One issue is how much storage the blockchain takes up. With an 8MB block size, that increases the storage requirements by up to that much every 10 minutes in perpetuity. Instead of 100 GB for Bitcoin, for example, Bitcoin Cash could have already been up to 800 GB. It’s argued that hard drives are cheaper now than ever before, and while that is true, the simple fact is that it still requires full nodes to have large drives for the data, and not everyone wants to go through that just to keep a copy of the blockchain available for the network.
It’s also worth noting that there are a lot of nodes that are run on VPSs, and this raises their storage costs, therefore increasing the overall monthly costs of running them. While not an issue to everyone, there are many that are cautious about their spending, and this can push them out from taking part.
Bandwidth and Syncing
Syncing a full blockchain can take some time. For Bitcoin, it can take a day or longer, depending on the system it’s being done on. If the blockchain were 8x as large, that would then take 8 days or longer, which is a massive amount of time. It’s not unheard of for a blockchain to be corrupted locally and force a re-download of the entire thing, and that can already be painful.
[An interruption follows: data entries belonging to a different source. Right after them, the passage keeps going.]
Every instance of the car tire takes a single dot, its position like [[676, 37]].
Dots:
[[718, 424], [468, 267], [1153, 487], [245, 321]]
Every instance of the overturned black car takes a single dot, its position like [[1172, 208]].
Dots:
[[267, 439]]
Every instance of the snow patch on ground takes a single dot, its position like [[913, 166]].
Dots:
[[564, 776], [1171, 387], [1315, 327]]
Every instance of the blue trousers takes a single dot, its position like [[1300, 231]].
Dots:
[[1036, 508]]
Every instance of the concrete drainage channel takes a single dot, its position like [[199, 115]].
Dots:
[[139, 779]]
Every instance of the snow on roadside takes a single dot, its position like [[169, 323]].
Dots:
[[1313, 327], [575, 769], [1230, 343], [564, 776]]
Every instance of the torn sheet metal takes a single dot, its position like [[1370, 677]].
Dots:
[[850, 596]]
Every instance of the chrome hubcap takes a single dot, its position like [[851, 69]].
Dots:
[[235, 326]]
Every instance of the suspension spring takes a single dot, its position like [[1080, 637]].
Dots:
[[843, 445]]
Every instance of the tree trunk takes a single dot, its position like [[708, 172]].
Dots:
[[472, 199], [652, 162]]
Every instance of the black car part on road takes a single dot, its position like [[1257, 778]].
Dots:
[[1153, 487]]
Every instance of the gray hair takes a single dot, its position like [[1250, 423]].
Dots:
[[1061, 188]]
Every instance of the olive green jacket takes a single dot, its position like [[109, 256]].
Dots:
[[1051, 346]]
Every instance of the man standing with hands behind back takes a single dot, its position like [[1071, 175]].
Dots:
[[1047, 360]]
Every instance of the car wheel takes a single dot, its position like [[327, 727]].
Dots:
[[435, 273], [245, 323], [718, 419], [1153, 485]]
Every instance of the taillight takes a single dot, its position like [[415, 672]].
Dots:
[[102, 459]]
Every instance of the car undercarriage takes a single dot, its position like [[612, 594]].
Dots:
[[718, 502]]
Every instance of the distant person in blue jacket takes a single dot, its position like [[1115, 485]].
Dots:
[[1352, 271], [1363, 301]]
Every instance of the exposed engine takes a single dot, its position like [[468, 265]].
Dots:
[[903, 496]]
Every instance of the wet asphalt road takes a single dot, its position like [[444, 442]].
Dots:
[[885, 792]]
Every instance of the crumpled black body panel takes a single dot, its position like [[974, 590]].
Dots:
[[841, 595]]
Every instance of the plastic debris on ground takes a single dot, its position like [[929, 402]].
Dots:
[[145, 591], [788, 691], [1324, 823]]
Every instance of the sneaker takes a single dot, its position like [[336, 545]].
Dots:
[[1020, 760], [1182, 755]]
On top of the syncing, there are also bandwidth concerns. Many ISPs have limits on how much a user can download or upload in a month before being throttled, cut off entirely, or charged extra. Downloading 100 GB and 800 GB are in two vastly different ballparks when it comes to bandwidth usage, and there are also speed concerns, where many have already complained about simply not having a fast enough connection to get caught up.
Moving Towards Centralization
We haven’t seen the full effects of bigger blocks yet because Bitcoin Cash is still going through adoption and is a small niche at the moment (much like its big brother was), but as it becomes costlier to run full nodes, more people will stop doing so. As this happens, it ends up getting to the point where there are mostly people using lite clients, allowing the centralized parties to handle the rest. While anyone can still take part, the simple fact is that there is a huge difference between a day and $5 per month to run one and a week and $20+ per month, and that will be seen over time in the number of nodes. It’s also true that Bitcoin will be going through the same situation, but at a much slower rate.
Bitcoin Cash looks to be here to stay. It’s being adopted by more and more people, and the number of services that accept it is still growing. Its bigger blocks can definitely become a hindrance in the future, and it will be interesting to see just what the development team has in store for alleviating those problems. As for now, note that due to not having full blocks as it is, the overall effect is yet to be seen.